UMPI Baseball Players Heading to the Big Stage

     This year, Major League Baseball has gone into what is called a “lockout.” This means that Major League Baseball and the Player’s Association, a group that protects the player’s rights, could not come to an agreement on terms for the 2022 season. The MLB has canceled the season until terms are agreed upon. This means that players can’t play, can’t get paid and can’t have much contact with their teams.

     Because of this, the MLB is looking for replacement players who can come in to fill the positions of the professional players for little to no money at all. Three of UMPI’s baseball players–Timmy Burns, Logan McDougall and Spencer Harmon–were chosen as replacement players! 

     “This is a really exciting opportunity for us,” captain Timmy Burns said. “Not only is this great for the three of us who were chosen. It also brings lots of publicity and recognition to UMPI’s baseball program.” 

     The players will meet in Florida for a late spring training since the season is delayed. Spencer Harmon couldn’t believe that he was chosen in the process. He said, “I honestly entered the whole thing as a joke. I never thought I would have been picked to go play in the MLB!” 

     Spencer has only been at UMPI since this past fall. So for him, this means picking up and leaving for the second time in a year. “I think it’s another change I will be able to adjust to. This is a once-in-a-lifetime opportunity for us, so I have to take it.” 

     Along with Spencer, Logan McDougall joined the team this semester. This means he will be leaving after only being here for a matter of months. “I’m still shocked, honestly,” McDougall said. “It’s another big change that I have to make. But since I have a couple of guys whom I know with me, I think I’ll be OK.” 

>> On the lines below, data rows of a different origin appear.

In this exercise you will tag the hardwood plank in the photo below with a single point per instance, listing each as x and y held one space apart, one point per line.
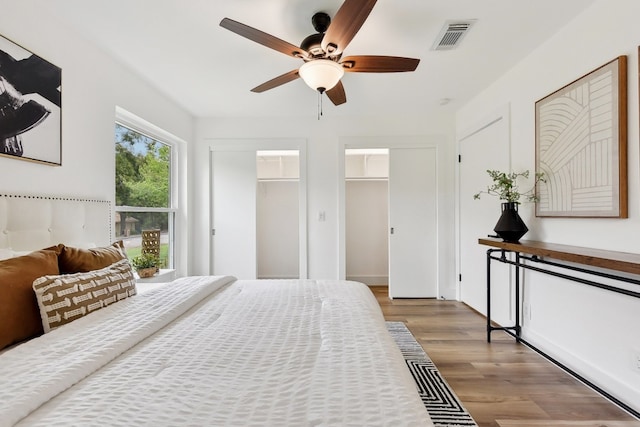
502 383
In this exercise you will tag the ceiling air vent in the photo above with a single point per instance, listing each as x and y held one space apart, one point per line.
452 34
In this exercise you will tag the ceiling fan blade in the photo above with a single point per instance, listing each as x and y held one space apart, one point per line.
378 64
336 94
278 81
345 24
263 38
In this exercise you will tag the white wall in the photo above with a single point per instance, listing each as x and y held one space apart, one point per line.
93 84
323 158
591 330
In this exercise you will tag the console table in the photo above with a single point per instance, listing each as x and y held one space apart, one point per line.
532 255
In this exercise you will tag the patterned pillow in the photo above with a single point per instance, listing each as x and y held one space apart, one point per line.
65 298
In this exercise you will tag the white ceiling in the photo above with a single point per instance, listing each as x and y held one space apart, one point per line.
181 49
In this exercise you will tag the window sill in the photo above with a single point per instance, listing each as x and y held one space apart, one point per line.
165 275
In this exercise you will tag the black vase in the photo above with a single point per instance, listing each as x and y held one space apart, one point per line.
510 226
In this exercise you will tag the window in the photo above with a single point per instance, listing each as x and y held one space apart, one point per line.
144 188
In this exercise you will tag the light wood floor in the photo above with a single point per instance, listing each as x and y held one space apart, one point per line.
500 383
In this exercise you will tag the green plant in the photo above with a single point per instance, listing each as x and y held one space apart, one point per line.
145 260
505 186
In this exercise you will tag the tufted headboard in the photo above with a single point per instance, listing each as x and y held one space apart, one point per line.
29 222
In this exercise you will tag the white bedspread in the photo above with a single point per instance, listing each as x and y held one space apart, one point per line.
211 351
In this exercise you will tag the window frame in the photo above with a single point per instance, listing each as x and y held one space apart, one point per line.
137 124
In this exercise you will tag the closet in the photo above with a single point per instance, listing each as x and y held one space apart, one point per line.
277 201
258 209
367 215
390 233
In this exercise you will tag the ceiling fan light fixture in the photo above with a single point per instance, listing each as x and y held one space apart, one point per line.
321 74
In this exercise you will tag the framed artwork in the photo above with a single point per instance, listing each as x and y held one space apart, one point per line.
30 106
581 146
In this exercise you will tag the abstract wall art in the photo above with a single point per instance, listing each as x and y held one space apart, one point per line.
581 146
30 105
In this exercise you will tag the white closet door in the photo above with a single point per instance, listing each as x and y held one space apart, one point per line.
413 254
234 213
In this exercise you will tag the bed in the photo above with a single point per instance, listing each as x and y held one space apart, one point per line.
201 350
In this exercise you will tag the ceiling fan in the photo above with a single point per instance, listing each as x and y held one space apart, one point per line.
324 65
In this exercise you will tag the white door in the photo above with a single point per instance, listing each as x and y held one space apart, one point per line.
234 213
487 147
413 254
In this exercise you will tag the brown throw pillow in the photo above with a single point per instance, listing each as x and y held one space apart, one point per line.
67 297
19 314
76 260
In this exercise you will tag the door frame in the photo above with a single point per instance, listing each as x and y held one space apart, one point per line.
360 142
501 117
258 144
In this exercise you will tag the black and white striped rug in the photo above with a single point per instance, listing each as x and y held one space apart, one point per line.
441 402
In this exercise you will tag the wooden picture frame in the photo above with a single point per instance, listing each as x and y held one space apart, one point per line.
30 103
581 146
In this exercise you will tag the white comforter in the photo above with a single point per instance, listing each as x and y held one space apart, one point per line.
212 351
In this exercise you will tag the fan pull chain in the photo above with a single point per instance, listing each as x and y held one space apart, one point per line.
319 103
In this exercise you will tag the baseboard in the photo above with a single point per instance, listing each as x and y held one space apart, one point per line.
371 280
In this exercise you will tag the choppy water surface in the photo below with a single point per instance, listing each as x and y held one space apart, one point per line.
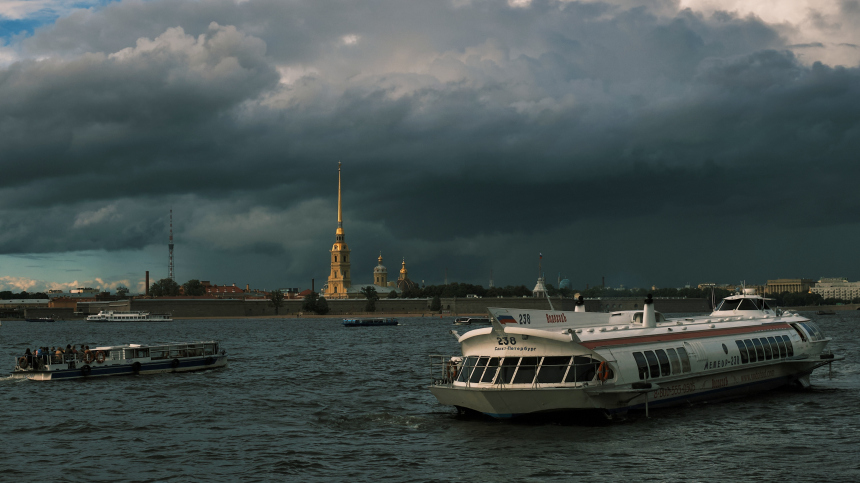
311 400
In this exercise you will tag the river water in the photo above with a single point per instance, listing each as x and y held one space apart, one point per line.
310 400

     Head Coach Roger Stinson was more than proud of his players for being chosen. “These guys have worked extremely hard. I never thought this was a possibility. But I wish them nothing but the best.” 

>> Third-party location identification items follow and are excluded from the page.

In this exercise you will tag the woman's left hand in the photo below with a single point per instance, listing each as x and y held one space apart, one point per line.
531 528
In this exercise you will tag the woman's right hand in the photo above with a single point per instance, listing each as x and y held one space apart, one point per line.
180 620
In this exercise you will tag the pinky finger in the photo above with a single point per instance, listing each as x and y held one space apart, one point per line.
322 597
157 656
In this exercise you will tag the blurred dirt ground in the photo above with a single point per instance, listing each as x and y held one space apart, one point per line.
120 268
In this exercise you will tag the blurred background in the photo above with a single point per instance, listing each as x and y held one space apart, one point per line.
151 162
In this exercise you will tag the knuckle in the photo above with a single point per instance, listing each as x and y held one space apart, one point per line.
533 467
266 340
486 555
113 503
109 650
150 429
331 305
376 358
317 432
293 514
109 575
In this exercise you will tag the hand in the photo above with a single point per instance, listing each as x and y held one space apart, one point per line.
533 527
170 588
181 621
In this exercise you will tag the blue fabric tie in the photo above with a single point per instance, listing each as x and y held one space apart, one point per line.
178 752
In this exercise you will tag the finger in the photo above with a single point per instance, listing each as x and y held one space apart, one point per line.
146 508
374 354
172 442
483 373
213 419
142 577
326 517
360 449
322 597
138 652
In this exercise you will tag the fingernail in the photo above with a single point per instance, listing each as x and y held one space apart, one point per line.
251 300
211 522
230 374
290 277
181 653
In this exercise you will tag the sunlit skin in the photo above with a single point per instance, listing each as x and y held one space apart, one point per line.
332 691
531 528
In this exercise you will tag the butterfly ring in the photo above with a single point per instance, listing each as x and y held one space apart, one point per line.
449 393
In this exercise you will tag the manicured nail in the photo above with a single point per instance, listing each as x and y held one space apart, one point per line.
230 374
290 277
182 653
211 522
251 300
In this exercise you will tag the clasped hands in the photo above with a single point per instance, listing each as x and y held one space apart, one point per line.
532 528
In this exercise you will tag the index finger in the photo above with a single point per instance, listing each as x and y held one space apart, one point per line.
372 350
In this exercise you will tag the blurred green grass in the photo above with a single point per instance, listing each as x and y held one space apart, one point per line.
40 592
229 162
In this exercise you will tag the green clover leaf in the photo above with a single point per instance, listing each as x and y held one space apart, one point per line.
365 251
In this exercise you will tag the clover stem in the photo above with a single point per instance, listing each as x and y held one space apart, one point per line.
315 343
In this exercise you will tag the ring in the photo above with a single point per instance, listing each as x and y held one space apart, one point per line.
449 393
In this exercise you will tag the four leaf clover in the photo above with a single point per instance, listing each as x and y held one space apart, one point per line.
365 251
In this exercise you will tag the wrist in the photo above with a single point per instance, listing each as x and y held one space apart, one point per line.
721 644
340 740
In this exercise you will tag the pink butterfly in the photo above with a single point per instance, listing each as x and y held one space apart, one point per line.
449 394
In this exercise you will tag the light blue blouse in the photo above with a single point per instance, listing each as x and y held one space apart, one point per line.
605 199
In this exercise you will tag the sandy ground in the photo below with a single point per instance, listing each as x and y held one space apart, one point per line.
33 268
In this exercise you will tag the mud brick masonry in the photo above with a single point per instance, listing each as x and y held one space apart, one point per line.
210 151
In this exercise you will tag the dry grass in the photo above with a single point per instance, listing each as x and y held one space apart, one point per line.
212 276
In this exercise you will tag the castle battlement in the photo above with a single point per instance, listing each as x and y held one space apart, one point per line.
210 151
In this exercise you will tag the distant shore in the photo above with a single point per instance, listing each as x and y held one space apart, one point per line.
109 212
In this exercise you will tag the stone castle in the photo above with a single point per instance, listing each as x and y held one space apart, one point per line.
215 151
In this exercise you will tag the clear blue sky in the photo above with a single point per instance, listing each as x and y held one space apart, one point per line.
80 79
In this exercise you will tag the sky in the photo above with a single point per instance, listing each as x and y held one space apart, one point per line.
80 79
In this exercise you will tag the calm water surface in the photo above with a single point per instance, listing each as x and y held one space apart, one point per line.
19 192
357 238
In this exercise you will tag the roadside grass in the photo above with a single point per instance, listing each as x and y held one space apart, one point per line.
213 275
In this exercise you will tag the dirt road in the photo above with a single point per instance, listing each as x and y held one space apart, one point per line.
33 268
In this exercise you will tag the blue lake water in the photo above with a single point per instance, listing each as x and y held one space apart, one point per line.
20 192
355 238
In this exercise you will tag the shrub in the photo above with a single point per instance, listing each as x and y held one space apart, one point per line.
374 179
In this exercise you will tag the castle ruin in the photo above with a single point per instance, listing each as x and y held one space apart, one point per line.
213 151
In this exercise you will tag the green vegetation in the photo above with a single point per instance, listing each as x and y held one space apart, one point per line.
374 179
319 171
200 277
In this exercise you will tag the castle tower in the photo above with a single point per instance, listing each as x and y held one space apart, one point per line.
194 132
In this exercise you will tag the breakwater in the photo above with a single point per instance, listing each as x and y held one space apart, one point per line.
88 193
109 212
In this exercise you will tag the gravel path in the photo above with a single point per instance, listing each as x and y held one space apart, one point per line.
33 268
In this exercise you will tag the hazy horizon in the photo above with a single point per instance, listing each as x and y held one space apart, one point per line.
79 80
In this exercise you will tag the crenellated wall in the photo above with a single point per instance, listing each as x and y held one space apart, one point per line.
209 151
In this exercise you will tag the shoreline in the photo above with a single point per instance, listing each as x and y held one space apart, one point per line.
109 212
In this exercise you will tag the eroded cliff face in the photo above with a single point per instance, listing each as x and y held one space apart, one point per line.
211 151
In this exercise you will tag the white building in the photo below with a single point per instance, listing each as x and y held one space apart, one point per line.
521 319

     As these players get ready to go train for the big leagues, wish them luck and get ready to follow some of UMPI baseball on TV!

Volleyball Setting Up for Success

     UMPI’s Volleyball team has just begun to enter their off-season this semester. This means time to begin preparing for the 2022 fall season! Some of that preparation begins with looking back on this past season to see where there was success. They also look at where work needs to be done and what challenges they faced. For sophomore Alondra Lopez, that meant overcoming a sprained ankle for the third time. Even with that, Lopez said she had a lot of fun. “I loved being able to still be there and still support my team. Even when we’re injured, we might feel like we can’t do much, but I got to hype up my girls.”  For Lopez, being a supportive teammate from the sideline is just as important as being on the court making plays, which is an underrated quality of a great teammate.

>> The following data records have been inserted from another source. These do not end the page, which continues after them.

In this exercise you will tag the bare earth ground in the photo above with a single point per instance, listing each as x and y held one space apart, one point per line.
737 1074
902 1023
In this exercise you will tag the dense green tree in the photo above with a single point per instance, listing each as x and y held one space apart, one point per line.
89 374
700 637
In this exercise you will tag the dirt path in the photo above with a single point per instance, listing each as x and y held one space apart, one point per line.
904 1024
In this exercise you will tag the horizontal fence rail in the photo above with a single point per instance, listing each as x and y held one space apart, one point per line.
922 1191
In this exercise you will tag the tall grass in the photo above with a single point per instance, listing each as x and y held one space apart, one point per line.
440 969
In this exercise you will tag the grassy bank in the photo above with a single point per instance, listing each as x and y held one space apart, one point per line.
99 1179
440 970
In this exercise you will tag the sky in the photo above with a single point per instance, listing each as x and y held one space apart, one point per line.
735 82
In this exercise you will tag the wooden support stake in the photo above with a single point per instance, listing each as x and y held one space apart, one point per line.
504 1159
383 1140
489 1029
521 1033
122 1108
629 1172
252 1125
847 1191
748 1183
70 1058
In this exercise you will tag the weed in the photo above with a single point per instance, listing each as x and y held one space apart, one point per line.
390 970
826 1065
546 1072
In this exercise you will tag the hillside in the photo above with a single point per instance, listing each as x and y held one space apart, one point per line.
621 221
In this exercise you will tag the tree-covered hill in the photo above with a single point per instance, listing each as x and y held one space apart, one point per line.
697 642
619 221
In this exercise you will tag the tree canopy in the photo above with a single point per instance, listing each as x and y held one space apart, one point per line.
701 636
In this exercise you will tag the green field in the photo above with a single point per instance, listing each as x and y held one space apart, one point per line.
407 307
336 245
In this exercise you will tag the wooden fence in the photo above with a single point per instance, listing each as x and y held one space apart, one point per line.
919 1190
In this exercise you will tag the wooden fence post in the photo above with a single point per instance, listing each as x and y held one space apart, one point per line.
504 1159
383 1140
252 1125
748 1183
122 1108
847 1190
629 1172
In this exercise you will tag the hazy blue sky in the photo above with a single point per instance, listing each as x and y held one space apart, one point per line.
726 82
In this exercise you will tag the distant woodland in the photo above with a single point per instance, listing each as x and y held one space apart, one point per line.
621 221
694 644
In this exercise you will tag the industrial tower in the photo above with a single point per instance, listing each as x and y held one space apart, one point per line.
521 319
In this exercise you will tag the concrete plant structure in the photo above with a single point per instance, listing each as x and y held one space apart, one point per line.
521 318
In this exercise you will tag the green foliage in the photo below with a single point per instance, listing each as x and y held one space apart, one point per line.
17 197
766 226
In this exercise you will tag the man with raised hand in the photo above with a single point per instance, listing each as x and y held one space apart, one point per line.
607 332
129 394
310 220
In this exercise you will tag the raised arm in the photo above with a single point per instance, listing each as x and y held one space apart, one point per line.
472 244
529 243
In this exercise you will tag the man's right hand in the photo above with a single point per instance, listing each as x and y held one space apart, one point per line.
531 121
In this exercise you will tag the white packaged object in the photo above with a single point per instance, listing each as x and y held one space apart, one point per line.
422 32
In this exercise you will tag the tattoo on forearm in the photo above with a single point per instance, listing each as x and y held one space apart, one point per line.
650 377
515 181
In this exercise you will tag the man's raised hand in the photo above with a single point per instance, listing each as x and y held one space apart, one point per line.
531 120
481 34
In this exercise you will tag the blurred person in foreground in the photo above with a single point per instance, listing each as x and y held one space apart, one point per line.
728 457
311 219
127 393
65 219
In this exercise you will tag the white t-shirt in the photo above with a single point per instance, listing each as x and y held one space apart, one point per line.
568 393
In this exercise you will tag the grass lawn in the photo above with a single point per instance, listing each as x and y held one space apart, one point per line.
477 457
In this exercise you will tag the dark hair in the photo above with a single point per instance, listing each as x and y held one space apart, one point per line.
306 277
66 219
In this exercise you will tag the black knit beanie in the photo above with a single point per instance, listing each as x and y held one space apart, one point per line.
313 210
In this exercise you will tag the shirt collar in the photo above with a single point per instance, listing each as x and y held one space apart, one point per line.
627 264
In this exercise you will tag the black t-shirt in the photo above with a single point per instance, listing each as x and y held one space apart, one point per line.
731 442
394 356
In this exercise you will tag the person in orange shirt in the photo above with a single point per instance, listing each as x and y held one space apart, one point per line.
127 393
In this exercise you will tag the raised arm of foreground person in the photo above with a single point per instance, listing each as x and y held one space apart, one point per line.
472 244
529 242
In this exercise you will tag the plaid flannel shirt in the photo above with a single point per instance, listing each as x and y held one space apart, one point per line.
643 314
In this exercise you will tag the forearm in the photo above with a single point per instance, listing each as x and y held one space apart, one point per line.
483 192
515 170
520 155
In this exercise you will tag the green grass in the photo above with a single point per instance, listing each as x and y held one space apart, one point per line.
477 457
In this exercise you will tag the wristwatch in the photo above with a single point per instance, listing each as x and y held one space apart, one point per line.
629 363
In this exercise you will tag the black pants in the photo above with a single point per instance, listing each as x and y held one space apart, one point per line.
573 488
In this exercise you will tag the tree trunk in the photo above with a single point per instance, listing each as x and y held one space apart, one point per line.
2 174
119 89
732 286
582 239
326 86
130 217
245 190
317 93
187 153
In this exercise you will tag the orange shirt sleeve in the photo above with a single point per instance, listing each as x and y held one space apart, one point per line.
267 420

     For the off-season, the team gets together to scrimmage in Gentile and work on specific drills. They also work on keeping their team chemistry strong. Sophomore Bailey LaPlante mentioned that she loves the scrimmages. “I feel like we all put in 100 percent,” she said. “We all work super hard…. Working with each other to fix what we can.” They also have been focused on working as a unit together and have been seeing the growth that they all have been making together. Senior Miranda Cashmere said, “It was so awesome to see girls just step up as players, confidently…. I’m super proud to see that.” 

     The team is really excited for the upcoming season next fall. “I feel really confident,” LaPlante said. “With the group of girls we have now and how hard we’re all working, we can have a good season next year.” Lopez’ thoughts on the upcoming season were, “It’s been going awesome. Everyone is reaching more and more and trying to push themselves more. It’s great to see. I feel like everyone improves every time we step on the court.” 

     The volleyball team is coming off a 4-17 season this year. They are looking to improve on working as a unit and their own individual skill sets to be ready for the upcoming fall. As the team prepares for the upcoming season, be on the lookout next fall as the UMPI volleyball team looks to be better than ever before. And if you see them preparing along the way, wish them good luck!